Frederick é invisível às mulheres. Desconfiado de que lhe faltou qualquer coisa de animal ao nascer, uma dotação genética que o teria tornado atraente, consola-se com a própria opinião de que o mundo seria um lugar melhor se houvesse mais gente como ele. Miranda enxerga-o diferente: a ausência quase absoluta de desejo, tragédia das tragédias, faz de Calibã um espaço vazio disfarçado de humano. Apesar de existir como quem rasteja pela vida, não fazendo outra coisa senão se desculpar, mata, em si mesmo e ao redor, sem sequer ter disso consciência, toda a beleza, a começar pelo massacre que, como um colegial, impõe às frágeis borboletas. Sua crueldade latente, caiada de pretensa piedade, é abominável: estando Miranda sob efeito do clorofórmio, despe-a para fotografá-la e garantir a si um pouco do prazer de que é incapaz de consumar como homem. Faz o mesmo em outra ocasião, desta vez com o espécime favorito febril e delirante, amarrado à cama, e justifica uma e outra baixeza — como se significassem vantagem para Miranda — com o argumento de que a maioria não teria conseguido dominar-se.
Basta a Calibã possuir essa Fritilária Rainha da Espanha apenas para poder olhá-la de frente quando quiser, examinar a bela cabeleira e extasiar-se com feições tão perfeitas. Não lhe importam as palavras e os sentimentos de Miranda, tampouco seu desespero por adejar as asas, um instante que seja, à luz do dia, e respirar ar fresco no jardim. Não são as coisas humanas que o mobilizam: o espírito de Miranda, as emoções, e mesmo o corpo. O orgasmo vem de tê-la tornado prisioneira. Quase impermeável aos insultos que, numa angústia atroz, ela lhe despeja, só uma coisa parece afetá-lo: as tentativas de fuga. Unicamente nesses momentos demonstra ter nervos. Não hesitará fazer a Miranda o mesmo que às borboletas quando precisa capturá-las sem a rede: uma calculada pressão atritando os dedos, a vida a debater-se contra o inexorável e, enfim, a conhecida imobilidade. Colecionador, ele a quer sem se mexer, sempre a mesma, sempre bela.

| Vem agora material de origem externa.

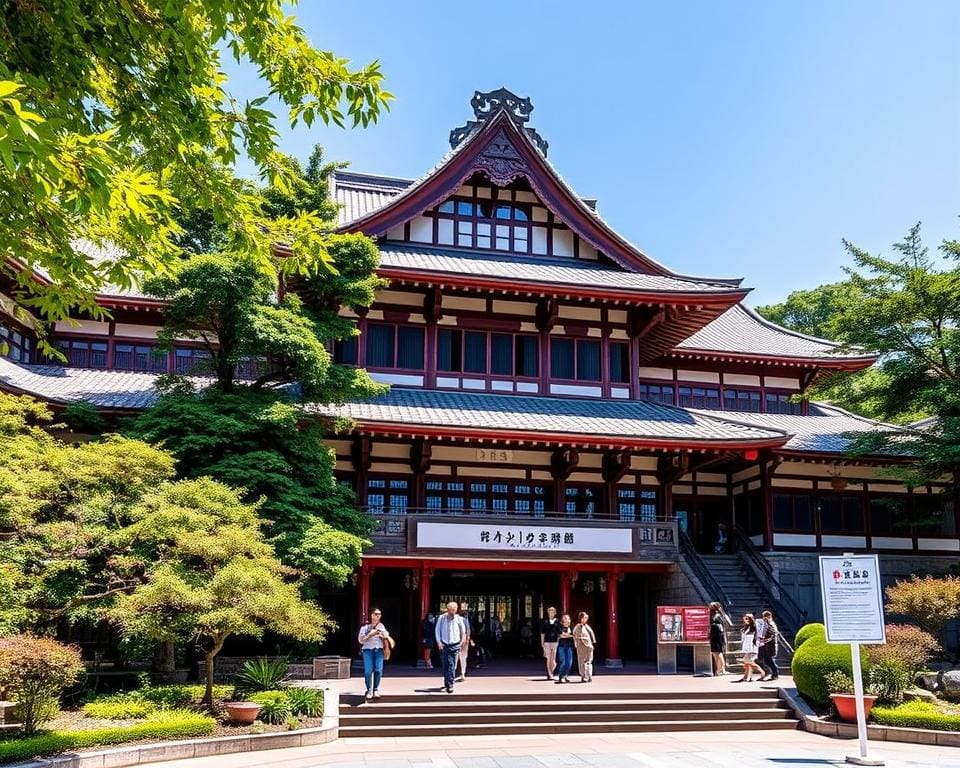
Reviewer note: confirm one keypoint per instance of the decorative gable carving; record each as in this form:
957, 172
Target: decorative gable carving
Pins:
500, 161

Por que alguém haveria de objetar? Seja Miranda, seja ele próprio, seja quem for: não passamos todos de insetos. Vivemos um pouco e depois morremos. E se nascemos aleijados como a prima Mabel, quanta estupidez em deixar a deformidade ver a luz do dia! Coubesse a ele decidir, a sepultura não ficaria ansiosa. A morte, de qualquer modo, apenas rematada com um pouco mais de pressa. Tudo se resume a isso. Não há misericórdia. Não há nada.
Miranda, também inspirada nas páginas de Shakespeare, a despeito de só existir como silhueta para o colecionador, mostra-se uma personagem incrível. A generosidade de seus traços físicos é a extensão de uma vida interior movente. Embora afronte toda manifestação de fealdade humana, sabe que não pode atirá-las contra o chão como faria com peças de louça que tornassem ridícula a decoração de uma sala de estar. Miranda despreza Calibã, tem ímpetos de magoá-lo e os põe em ação, mas nunca ousa cruzar esse limiar, animada por um respeito fundamental, uma superioridade de escrúpulos. Seus esforços adivinham a batalha perdida, que ela, no entanto, atrás de sentido, continua a travar contra todo tipo de calibanismo que infesta o mundo. Opor-se a Calibã e respirar são a mesma coisa. Libertar tudo o que é livre e decente das minúsculas celas que bestas como ele, indiferentes ao que acontece fora de si, espalham como armadilhas pelo caminho: o que pode haver de mais essencial?
Enquanto Miranda resistir, com as próprias armas, não com as de Calibã, não será difícil reconhecer que quem prende é o prisioneiro, possuído por todo peso morto de egoísmo e mesquinhez doentia. Miranda não vai querer viver para olhar com complacência a feiura calibanesa das ervas daninhas rasgando o solo da sua alma.
Calibã é um corpo vazio. Nas palavras do diário de Miranda, “Não existe homem dentro dele”. Miranda não pode desistir. Sua derrota é a de todos nós. Enquanto sofrerem oposição, Calibã e sua feiura não terão o poder de, como uma voragem, engolir tudo o que é belo e vivo neste mundo.
Miranda e Calibã me deram, ainda muito imprecisamente quando li o livro pela primeira vez, um vislumbre da briga que se travava no meu submundo: uma briga entre mim e mim mesmo. Uma briga que temo ser vencida pelo pior dos lados. Miranda, como um paraíso perdido do qual, sem conhecer, eu sentisse saudade, há muito regava os mais elevados ideais sobre quem eu gostaria de ser. A beleza, dentro e fora. Mas ela nunca, até esse ponto, conseguira existir sem ter em seu encalço tamanha sabotagem – uma militância incansável que me fazia capitular vezes sem conta diante da mediocridade. Mediocridade que, desde o livro, passou a ter rosto, o de Calibã. É difícil admitir, mas Calibã não é um acessório que posso esquecer em casa quando giro a chave do portão. Ficaria contente se pudesse dizer que ele está impregnado em mim. Seria ainda melhor do que reconhecer que Calibã é, além disso, também o que sou. E lamento não ter um décimo da energia de Miranda para resistir-lhe.
FOWLES, John. O colecionador. Tradução de Fernando de Castro Ferro. São Paulo: Abril Cultural, 1980.